CCP detains Maoists as economic pressures foment disaffection

FORUM Staff
The Chinese Communist Party’s (CCP’s) centenary year roundup of individuals deemed a threat to its mandated message of unity and loyalty even ensnared adherents of Mao Zedong, the late party leader and founder of the People’s Republic of China, according to media reports.
Numerous Maoists were detained ahead of the party’s 100th anniversary in July 2021, part of a countrywide smothering of dissenting voices stretching from Hong Kong to Tibet and Xinjiang.
“They are likely to create instability for the CCP regime, so the CCP is cracking down on Maoists as well as rights activists and democracy activists,” scholar Wu Zuolai told Radio Free Asia (RFA). “The stability of the regime trumps everything. They regard any kind of social movement as a disturbance once it gains a bit of momentum.”
Analysts said the CCP viewed its centennial celebrations as an opportunity to further rewrite history and airbrush out chapters of party brutality against China’s people, including the political purges and terror campaigns of the decadelong Cultural Revolution that Mao unleashed in 1966.
“There’s a lot of its history (the party) needs to forget,” Robert Bickers, a historian at the University of Bristol in the United Kingdom, told Reuters in late June. “It has devoted a great deal of effort throughout the course of its 100 years ensuring that there is an agreed text of a history that needs to be celebrated.”
As the CCP seeks to claim credit for China’s development as a global power, however, a slowing economy, rising housing costs, grinding working conditions and growing income disparity are combining to make the country a “fertile ground for a Mao renaissance,” particularly among disaffected teens and young adults, according to The New York Times newspaper. “In a modern China grappling with widening social inequality, Mao’s words provide justification for the anger many young people feel toward a business class they see as exploitative,” the newspaper reported in early July.
The CCP regime has responded by censoring Maoist-themed content on social media platforms.

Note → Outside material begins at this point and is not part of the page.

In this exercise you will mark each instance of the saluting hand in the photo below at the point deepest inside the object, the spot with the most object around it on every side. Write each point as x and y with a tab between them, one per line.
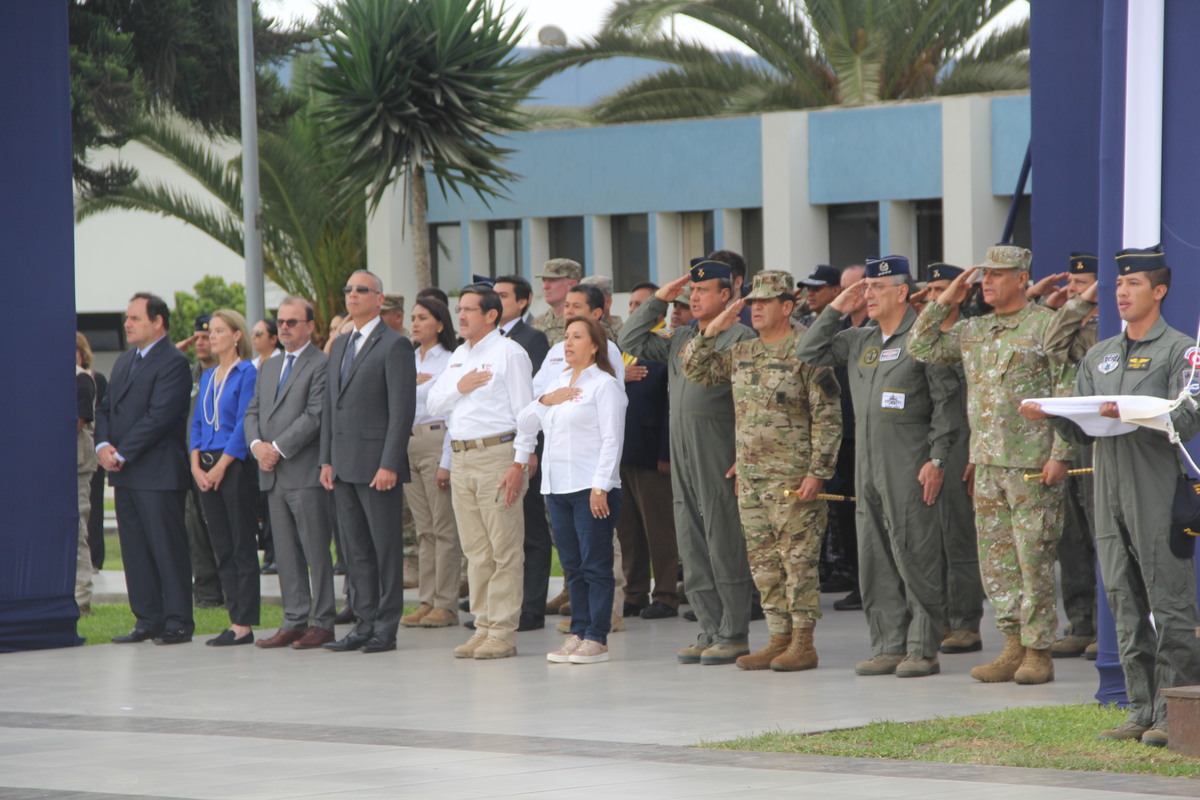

It also canceled a May 2021 conference of Maoist ideologues and organizations timed to coincide with the 55th anniversary of the beginning of the Cultural Revolution, RFA reported.
Maoism, which views society as a never-ending battle between the oppressed and their oppressors, represents a challenge to the CCP’s one-party rule. Among the Maoists detained in recent weeks was Ma Houzhi, a 77-year-old retired professor, RFA reported, citing Taiwan’s Central News Agency. Ma was released from jail in 2019 after being sentenced to 10 years for establishing a Chinese Maoist Communist Party. The CCP prohibits the formation of new political parties.
“They are very aware of growing discontent and a widening gap between rich and poor, as well as a large number of young people who have no real future,” Wu said of the ruling party. “They actually have a huge amount of data on the wealth gap, and they know that there could be a tipping point for social unrest, so they go in hard and fast.”
Like Mao before him, CCP General Secretary Xi Jinping has sought to create a cult of personality to fortify his control of the party. Centennial propaganda featured both men more than any of the nation’s other communist leaders. (Pictured: Chinese Communist Party General Secretary Xi Jinping waves above a portrait of the late leader Mao Zedong during a July 2021 ceremony in Beijing marking the party’s centennial.)
Almost 45 years after the death of their “great leader,” Maoists are potentially a more appealing option to the Chinese people than the CCP regime because they are transparent about their beliefs, according to Song Yongyi, a professor at California State University in Los Angeles.
As a result, “Xi Jinping is highly likely to sacrifice them” to maintain his grip on power, Song told RFA.